In accordance with a rapid spread of information relevant apparatuses and communication apparatuses such as a personal computer, a video camera and a portable telephone in recent years, the development of a battery to be utilized as a power source thereof has been emphasized. The development of a high-output and high-capacity battery for an electric automobile or a hybrid automobile has been advanced also in the automobile industry. A lithium battery has presently drawn attention, from the viewpoint of a high energy density among various kinds of batteries.
There have been conventionally attempts to improve performance of a lithium battery in the field of such lithium batteries, while focusing on an interface of an electrode active material. For example, in Non Patent Literature 1 and Patent Literatures 1 to 3, a technique for forming a coating layer on the surface of a cathode active material of a lithium battery is disclosed.
Specifically, in Non Patent Literature 1, a technique for coating the surface of a cathode active material comprising LiNi0.5Mn1.5O4 with Li3PO4 by using an electrostatic atomizing method is disclosed. Also, in Non Patent Literature 1, it is disclosed that Li3PO4 coated by an electrostatic atomizing method is crystallized by heat-treating at 400° C. for 20 minutes.
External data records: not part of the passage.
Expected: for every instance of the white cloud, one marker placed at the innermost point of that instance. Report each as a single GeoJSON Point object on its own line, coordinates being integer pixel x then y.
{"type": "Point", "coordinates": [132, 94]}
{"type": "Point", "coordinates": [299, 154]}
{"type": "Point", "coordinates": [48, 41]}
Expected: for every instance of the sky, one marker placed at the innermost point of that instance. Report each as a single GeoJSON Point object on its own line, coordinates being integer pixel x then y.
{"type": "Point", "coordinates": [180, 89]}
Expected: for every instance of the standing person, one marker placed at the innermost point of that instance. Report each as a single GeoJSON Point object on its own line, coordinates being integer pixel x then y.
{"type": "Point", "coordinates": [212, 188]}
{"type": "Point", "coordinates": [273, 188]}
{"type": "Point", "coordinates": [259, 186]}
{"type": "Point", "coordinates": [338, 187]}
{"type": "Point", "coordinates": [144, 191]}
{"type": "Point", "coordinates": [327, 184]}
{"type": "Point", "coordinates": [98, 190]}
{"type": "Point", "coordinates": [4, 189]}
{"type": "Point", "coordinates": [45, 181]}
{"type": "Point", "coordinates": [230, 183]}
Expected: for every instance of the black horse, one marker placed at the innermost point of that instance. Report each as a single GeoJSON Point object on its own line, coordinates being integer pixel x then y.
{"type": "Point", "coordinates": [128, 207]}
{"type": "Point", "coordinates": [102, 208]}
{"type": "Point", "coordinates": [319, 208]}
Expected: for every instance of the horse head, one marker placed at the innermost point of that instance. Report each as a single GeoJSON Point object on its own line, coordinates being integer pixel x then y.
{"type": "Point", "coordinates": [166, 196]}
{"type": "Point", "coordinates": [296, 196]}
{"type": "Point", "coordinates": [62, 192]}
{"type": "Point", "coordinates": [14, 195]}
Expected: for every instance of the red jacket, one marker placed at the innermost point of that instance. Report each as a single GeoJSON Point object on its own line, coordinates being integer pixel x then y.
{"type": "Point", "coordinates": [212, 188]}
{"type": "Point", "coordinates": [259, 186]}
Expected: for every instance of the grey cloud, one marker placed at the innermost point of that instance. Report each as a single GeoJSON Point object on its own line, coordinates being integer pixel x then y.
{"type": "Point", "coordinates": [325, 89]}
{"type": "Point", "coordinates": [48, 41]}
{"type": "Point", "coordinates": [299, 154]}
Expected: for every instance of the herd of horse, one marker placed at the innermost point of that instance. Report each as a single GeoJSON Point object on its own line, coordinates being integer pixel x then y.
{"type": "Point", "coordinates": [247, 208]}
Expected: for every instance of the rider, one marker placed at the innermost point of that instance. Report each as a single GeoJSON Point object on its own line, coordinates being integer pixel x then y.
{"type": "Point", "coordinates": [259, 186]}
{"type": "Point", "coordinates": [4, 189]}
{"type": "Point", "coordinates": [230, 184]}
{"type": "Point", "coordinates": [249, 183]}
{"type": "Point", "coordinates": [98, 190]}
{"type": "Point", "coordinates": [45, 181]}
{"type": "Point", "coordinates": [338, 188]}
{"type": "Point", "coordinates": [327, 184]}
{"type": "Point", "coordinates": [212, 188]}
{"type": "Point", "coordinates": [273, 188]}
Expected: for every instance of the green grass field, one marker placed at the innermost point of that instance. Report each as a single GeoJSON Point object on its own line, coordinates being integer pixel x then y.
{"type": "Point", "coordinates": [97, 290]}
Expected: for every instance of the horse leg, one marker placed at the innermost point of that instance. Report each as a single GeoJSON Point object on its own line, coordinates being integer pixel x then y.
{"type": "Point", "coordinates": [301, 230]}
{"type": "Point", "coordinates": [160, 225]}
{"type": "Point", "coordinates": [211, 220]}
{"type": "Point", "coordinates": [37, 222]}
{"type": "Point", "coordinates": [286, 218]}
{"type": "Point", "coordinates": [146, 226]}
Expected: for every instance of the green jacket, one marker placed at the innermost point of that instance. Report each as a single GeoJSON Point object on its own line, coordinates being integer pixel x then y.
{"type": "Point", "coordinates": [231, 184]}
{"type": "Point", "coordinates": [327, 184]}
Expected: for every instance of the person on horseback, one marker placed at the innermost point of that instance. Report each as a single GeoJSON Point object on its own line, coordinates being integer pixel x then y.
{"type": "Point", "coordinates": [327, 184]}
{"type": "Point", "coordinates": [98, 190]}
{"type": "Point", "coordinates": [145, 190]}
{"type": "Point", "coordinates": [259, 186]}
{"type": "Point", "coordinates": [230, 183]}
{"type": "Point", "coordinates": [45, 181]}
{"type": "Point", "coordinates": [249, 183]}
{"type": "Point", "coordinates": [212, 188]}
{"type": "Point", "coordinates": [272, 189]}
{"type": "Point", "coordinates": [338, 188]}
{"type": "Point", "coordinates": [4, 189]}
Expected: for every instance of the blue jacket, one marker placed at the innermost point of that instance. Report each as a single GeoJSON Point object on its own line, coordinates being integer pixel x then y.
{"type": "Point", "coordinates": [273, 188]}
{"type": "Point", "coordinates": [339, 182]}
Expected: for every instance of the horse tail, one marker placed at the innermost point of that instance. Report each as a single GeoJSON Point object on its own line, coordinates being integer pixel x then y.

Also, in Patent Literature 1, a technique for forming a coating layer in such a manner that Al2O3 and Li3PO4 are coated on the surface of a cathode active material of a lithium manganese complex oxide and heat-treated by a liquid phase method is disclosed. In addition, in Patent Literature 2, a technique for forming a coating layer in such a manner that ZrO2, Al2O3 or TiO2 are coated on the surface of a cathode active material composed of LiNiCoMnO2 and heat-treated at 400° C. or less by a pulsed laser deposition method is disclosed. Furthermore, in Patent Literature 3, a technique for coating the surface of a cathode active material composed of LiCoO2 with Li3PO4 and Li4SiO4 by using a PLD method is disclosed.